Understanding the potential health benefits from specifying the correct doors, it seems appropriate to now consider safety. If left alone or neglected, a fire door’s integrity can be compromised and may no longer serve a useful function in fire safety prevention. Since fire doors need to be surveyed every six months to make sure they are in proper working condition, ensuring the specification of hard wearing material offers a distinct advantage when it comes to meeting the required criteria. Material such as High Pressure Laminate (HPL) is ideal since its durable properties means doors are better equipped to maintain their integrity.

HPL is difficult to ignite and has properties that retard the spread of flames; when specifying for such requirements it is important that the chosen substrate is fire resistant too. In a fire situation HPL does not soften or release burning droplets and through the right selection of quality and thickness can meet the highest fire performance achievable with organic materials.

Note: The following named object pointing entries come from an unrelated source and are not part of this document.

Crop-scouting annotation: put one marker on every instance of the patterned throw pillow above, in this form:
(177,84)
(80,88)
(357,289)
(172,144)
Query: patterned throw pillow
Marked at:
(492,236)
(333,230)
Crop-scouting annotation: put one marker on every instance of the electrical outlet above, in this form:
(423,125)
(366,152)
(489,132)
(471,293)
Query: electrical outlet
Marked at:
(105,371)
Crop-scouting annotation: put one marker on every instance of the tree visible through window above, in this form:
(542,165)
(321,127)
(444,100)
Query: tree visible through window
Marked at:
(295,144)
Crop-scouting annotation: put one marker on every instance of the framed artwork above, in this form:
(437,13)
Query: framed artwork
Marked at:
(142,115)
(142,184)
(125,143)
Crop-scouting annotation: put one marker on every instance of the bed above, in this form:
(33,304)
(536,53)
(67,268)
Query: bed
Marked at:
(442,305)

In contrast to traditional fire doors which were often cumbersome with practicality driving specification over aesthetic, today’s offerings match functionality with design. Furthermore, although it is understandable why facility managers’ would presume fire doors with the required ancillary properties are more costly than their standard counterparts, the fact is this is not necessarily the case. For schools needing to adhere to tight budgets, being able to specify doors that automatically fulfill UK and European Fire Doors and Building Regulations is one less factor for architects, designs, headmasters and facility managers to address.

Door technology is improving and with it comes a broader scope of colours, sizes, finishes and styles to suit the needs of the education sector and contribute towards providing a more productivity and safer environment for occupants.